# frag difference



## Tman (Mar 9, 2015)

What would have better results with:

HGH 176-191

Ghrp-2

Ghrp-6

Just curious the difference between them : I'm currently running 
Generic HGH .. I get the numbness in hands an very crazy dreams ... running 4 iu ed been on for 12/1/14..


----------



## TriniJuice (Mar 9, 2015)

I like using sticky frags,
Wait sorry, thinking Call of Duty
Carry on.....


----------



## mickems (Mar 9, 2015)

Sorry, I don't know much about frags. I'm hetero.


----------



## Fsuphisig (Mar 9, 2015)

I like 2 over 6 but never tried the frag


----------



## Tman (Mar 10, 2015)

Fsuphisig said:


> I like 2 over 6 but never tried the frag



What kind of result did you experience?  I'm a try maxim pep.

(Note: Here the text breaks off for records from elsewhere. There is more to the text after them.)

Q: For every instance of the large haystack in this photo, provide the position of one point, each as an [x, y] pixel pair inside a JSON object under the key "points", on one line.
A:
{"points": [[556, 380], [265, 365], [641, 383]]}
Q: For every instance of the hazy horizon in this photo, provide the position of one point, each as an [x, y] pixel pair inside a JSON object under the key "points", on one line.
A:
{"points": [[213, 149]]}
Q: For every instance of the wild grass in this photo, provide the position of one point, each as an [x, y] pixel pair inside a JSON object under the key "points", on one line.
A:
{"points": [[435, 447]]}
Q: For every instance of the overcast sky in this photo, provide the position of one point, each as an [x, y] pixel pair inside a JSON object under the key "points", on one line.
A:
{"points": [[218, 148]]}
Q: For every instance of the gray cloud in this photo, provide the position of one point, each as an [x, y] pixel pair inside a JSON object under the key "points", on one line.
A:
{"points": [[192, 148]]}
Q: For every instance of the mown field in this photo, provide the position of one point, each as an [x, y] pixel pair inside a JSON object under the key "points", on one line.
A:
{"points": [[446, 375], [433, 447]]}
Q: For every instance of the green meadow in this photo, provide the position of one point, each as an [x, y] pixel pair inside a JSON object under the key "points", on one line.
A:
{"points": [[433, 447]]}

But what size vial is a single one ? I know it's 5mg


----------



## curtisvill (Mar 10, 2015)

I would continue to use the HGH, but perhaps drop to 3ius ed to help mitigate the sides.  Did you start at 4ius or did you start lower and slowly ramp up the dosage?  I think people often times start their dosage to high when a lower starting dose and ramping it up over time seems to work better in my experience.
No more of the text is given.